« L'Entreprise des Postes et Télécommunications, entité disposant sans contestation d'une position de force sur le marché des communications téléphoniques nationales, réduit ses prix finals à un niveau qui ne lui permettrait pas de survivre à long terme, mais dont le but est simplement d'éliminer tout concurrent ou de prévenir toute entrée sur le marché. » La citation pourrait sortir tout droit d'une plaidoirie d'un concurrent des P[&]T. Or, et c'est plutôt désagréable pour l'entreprise publique, c'est l'Institut luxembourgeois de régulation (ILR) qui parle, le gendarme du marché des télécommunications.

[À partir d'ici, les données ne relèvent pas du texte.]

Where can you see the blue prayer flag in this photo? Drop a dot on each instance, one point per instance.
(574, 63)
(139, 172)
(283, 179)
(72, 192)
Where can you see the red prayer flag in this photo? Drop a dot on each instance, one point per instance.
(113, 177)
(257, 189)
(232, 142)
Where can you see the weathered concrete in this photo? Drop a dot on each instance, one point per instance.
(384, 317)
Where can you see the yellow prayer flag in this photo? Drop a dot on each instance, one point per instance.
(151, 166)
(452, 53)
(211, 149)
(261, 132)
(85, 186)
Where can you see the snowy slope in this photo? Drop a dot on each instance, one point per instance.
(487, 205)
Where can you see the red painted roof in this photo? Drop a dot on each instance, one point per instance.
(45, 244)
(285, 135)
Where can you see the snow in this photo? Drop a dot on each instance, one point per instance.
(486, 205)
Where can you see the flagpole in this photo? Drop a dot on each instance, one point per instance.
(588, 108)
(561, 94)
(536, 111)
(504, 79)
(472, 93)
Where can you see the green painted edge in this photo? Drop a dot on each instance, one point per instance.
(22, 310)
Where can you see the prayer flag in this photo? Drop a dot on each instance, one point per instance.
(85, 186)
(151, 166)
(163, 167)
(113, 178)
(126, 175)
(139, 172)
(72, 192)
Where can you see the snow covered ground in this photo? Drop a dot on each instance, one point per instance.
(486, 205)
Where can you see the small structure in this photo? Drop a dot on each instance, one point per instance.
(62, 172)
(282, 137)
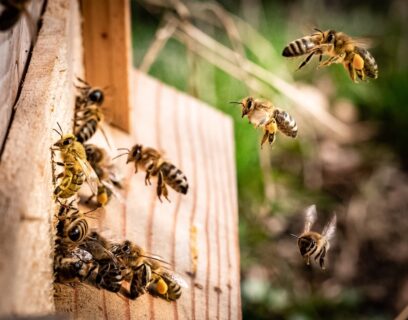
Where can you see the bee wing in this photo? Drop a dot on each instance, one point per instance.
(177, 278)
(114, 190)
(365, 43)
(330, 228)
(310, 217)
(90, 174)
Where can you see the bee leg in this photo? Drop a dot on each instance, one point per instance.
(321, 258)
(271, 138)
(161, 187)
(352, 72)
(147, 179)
(305, 61)
(265, 137)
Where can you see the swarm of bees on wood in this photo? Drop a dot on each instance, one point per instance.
(85, 256)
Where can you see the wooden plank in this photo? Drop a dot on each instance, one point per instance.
(106, 35)
(14, 51)
(199, 140)
(26, 271)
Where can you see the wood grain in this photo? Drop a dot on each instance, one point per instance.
(14, 51)
(198, 140)
(47, 96)
(106, 38)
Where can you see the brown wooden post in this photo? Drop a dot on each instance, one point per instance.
(26, 203)
(107, 47)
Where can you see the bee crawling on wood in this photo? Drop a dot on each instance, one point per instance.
(313, 244)
(146, 273)
(109, 182)
(72, 227)
(88, 111)
(11, 13)
(262, 113)
(154, 164)
(76, 167)
(340, 48)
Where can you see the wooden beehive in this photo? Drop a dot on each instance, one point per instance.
(196, 138)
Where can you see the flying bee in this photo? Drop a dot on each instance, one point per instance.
(104, 169)
(339, 47)
(13, 10)
(313, 244)
(76, 167)
(262, 113)
(361, 63)
(154, 164)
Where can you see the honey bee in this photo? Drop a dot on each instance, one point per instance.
(108, 180)
(262, 113)
(13, 10)
(88, 112)
(72, 227)
(110, 272)
(71, 266)
(76, 167)
(153, 163)
(166, 285)
(340, 48)
(145, 273)
(313, 244)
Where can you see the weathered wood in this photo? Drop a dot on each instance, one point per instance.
(106, 36)
(199, 140)
(26, 202)
(14, 51)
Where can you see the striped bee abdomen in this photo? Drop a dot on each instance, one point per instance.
(174, 177)
(86, 130)
(286, 123)
(298, 47)
(370, 65)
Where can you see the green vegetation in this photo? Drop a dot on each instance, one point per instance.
(351, 177)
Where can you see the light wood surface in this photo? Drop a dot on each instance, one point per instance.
(14, 52)
(25, 172)
(106, 38)
(198, 140)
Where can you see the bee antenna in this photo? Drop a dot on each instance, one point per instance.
(59, 126)
(118, 156)
(57, 132)
(91, 211)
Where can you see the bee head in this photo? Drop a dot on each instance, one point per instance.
(247, 105)
(66, 141)
(305, 243)
(331, 36)
(135, 153)
(96, 96)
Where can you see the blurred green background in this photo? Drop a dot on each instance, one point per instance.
(360, 175)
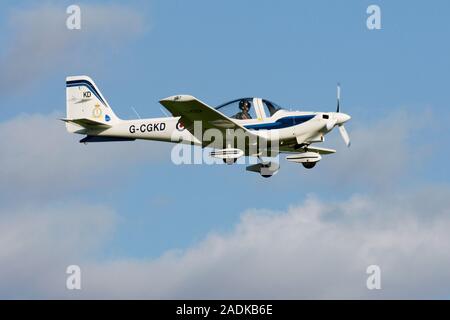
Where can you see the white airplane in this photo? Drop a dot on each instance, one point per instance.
(266, 128)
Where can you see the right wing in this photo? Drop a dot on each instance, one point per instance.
(190, 109)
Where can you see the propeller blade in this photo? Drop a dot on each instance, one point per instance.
(344, 135)
(331, 123)
(338, 97)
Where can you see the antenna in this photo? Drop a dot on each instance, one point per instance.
(163, 111)
(136, 113)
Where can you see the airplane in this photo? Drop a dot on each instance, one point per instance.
(250, 127)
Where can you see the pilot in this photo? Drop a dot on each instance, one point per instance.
(244, 105)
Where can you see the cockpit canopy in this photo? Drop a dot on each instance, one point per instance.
(248, 108)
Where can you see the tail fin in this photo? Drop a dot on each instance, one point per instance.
(85, 102)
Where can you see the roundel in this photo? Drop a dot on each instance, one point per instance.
(180, 125)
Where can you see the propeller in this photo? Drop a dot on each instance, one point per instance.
(344, 135)
(338, 97)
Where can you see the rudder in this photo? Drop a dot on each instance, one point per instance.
(85, 101)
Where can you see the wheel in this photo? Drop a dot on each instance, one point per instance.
(309, 165)
(229, 161)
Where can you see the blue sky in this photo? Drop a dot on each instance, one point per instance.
(395, 86)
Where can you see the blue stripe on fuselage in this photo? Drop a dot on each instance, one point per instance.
(281, 123)
(85, 83)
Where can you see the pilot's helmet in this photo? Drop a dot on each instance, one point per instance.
(244, 103)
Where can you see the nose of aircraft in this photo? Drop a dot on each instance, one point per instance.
(342, 118)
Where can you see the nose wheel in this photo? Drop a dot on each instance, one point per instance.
(309, 165)
(229, 161)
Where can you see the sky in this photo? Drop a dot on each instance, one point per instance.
(140, 226)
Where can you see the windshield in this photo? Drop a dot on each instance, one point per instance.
(241, 109)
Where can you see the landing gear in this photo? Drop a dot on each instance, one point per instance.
(265, 169)
(309, 165)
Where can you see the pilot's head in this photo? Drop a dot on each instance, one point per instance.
(244, 105)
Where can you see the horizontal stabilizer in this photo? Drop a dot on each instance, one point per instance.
(104, 139)
(320, 150)
(88, 123)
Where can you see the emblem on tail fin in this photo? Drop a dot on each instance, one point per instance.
(97, 112)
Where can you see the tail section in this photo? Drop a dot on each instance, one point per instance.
(86, 104)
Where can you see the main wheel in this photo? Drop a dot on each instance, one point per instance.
(309, 165)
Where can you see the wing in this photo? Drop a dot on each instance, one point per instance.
(307, 148)
(88, 123)
(191, 109)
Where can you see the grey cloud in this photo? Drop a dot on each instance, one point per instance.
(39, 242)
(314, 250)
(317, 249)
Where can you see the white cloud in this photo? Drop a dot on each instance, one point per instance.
(318, 249)
(314, 250)
(40, 43)
(39, 242)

Doté depuis un an du pouvoir de trancher d'autorité des litiges entre opérateurs, l'ILR en a fait pour la première fois usage au courant des dernières semaines. Vendredi dernier, pour sa deuxième invocation du nouvel article 27 de la loi sur les télécommunications, le régulateur a frappé fort. Parlant d'« abus de position dominante » et de « prix prédatoires », l'Institut admet la plainte de Tele2 que les prix en gros facturés par les P[&]T pour l'utilisation de leur réseau par leurs concurrents sont trop élevés. L'ILR oblige donc l'opérateur historique à réduire ses tarifs d'interconnexion de pas moins de 20 pour cent. Cette décision profite à Tele2 mais aussi à tous les autres opérateurs utilisant les infrastructures des P[&]T. Elle est toutefois susceptible de faire l'objet d'un appel devant les juridictions administratives.

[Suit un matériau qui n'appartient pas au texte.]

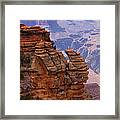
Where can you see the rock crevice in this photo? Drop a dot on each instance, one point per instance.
(44, 72)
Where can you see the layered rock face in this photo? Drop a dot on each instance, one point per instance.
(44, 72)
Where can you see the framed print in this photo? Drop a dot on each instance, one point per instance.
(59, 60)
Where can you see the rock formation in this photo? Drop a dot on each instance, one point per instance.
(44, 72)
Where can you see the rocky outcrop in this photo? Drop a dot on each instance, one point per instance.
(44, 72)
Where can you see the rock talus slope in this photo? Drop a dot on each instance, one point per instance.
(44, 72)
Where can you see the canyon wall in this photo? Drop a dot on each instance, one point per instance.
(44, 72)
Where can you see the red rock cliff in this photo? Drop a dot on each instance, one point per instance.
(44, 73)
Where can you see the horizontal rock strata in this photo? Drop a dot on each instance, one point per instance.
(44, 72)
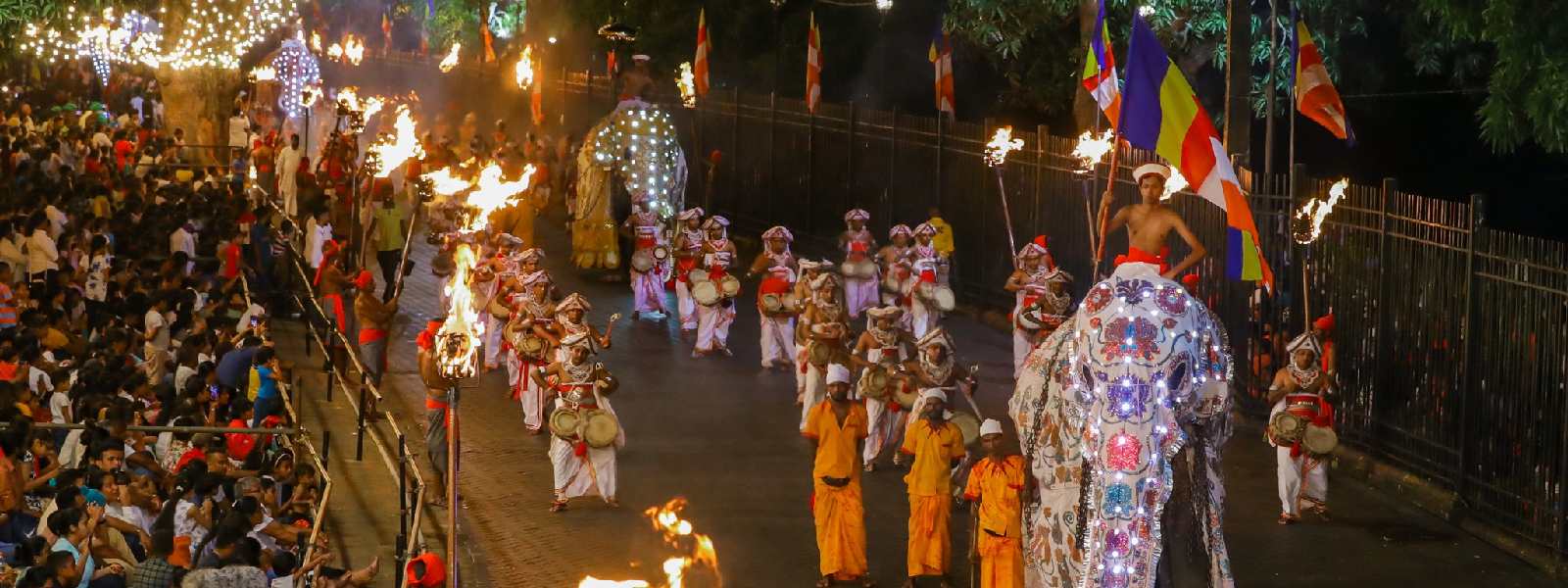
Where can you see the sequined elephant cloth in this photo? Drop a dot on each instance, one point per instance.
(1118, 408)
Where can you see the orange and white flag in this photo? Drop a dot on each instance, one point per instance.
(700, 65)
(812, 67)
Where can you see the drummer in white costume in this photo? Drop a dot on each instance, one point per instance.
(859, 271)
(1040, 298)
(648, 269)
(689, 255)
(532, 313)
(888, 347)
(1300, 389)
(825, 326)
(580, 386)
(778, 323)
(712, 328)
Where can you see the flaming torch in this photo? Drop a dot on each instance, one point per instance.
(447, 63)
(996, 151)
(687, 85)
(524, 71)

Le débat autour des prix pratiqués par les P[&]T à la destination de leurs concurrents n'est pas nouveau. Les règles européennes de libéralisation prévoient qu'un opérateur de télécommunication dominant dans un marché en pratique les anciens monopoles doit permettre à ses nouveaux concurrents l'utilisation de ses infrastructures. Une rémunération est certes prévue, mais elle doit être « orientée aux coûts ».
Une première décision de l'ILR cette année avait déjà fait beaucoup de bruit. Le régulateur a rejeté la Reference Interconnect Offer (RIO) des P[&]T. Les chiffres présentés par l'entreprise publique ne permettraient pas de vérifier s'il y a effectivement une « orientation aux coûts ». Jusqu'à ce jour aucune RIO n'a été approuvée par l'ILR pour l'année 2002.

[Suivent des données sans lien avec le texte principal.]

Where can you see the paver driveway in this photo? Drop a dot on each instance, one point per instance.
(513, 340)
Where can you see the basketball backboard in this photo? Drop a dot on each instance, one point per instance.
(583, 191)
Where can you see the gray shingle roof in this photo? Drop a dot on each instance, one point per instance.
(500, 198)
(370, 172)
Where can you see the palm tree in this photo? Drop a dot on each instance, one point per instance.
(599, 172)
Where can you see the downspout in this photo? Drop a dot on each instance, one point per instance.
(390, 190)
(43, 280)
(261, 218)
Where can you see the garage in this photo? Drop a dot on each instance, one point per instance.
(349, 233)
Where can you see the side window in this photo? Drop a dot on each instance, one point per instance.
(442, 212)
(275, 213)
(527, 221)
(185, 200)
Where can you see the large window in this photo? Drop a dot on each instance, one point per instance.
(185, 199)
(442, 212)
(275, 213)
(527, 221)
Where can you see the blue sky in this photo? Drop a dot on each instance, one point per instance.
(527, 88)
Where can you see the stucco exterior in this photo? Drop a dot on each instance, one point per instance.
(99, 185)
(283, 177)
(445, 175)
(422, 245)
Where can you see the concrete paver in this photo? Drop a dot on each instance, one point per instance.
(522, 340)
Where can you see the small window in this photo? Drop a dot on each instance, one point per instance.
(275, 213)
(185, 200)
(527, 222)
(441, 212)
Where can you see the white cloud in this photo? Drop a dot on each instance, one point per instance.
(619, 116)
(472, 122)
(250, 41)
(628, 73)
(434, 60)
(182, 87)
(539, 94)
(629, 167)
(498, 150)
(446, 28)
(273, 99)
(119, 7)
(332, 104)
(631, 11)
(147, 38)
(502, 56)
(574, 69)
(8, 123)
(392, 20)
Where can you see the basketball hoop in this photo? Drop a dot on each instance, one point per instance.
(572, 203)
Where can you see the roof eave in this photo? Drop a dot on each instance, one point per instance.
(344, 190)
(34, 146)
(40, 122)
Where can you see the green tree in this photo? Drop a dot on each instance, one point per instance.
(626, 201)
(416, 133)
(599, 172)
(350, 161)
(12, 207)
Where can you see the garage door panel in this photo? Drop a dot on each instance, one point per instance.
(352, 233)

La nouvelle affaire traite en fait du même sujet, mais prend un autre angle. Dans sa « demande de procédure de conciliation », Tele2 calcule qu'entre les tarifs en gros des P[&]T et les prix facturés par les mêmes P[&]T au consommateur final, aucun opérateur alternatif ne peut entrer en réelle concurrence avec l'entreprise publique. Tele2 aurait besoin d'une marge brute de 45 pour cent pour couvrir ses coûts. Or, à cause des tarifs des P[&]T, elle ne dépasserait pas les 21 pour cent.
L'ILR vient à des conclusions similaires, même si le régulateur estime la marge effective de Tele2 plutôt à 25 pour cent. L'Institut constate que les prix en gros des P[&]T peuvent être considérés comme élevés, alors que ses tarifs au consommateur final sont « parmi les plus agressifs en Europe ». L'ILR conclut que « le prix du client final est indûment tenu à un niveau déraisonnablement et irrationnellement bas par rapport au prix d'interconnexion élevé ».
La conséquence que le régulateur en tire est d'abaisser les tarifs d'interconnexion des P[&]T. Les reproches de prix « dumping » au niveau du client final persistent toutefois. Ne seraient-ce pas plutôt ces tarifs là qui seraient trop bas? Pour la marge de Tele2, cette conclusion reviendrait au même. Pour le consommateur cependant, elle signifierait que le prix des communications locales pourrait partir à la hausse.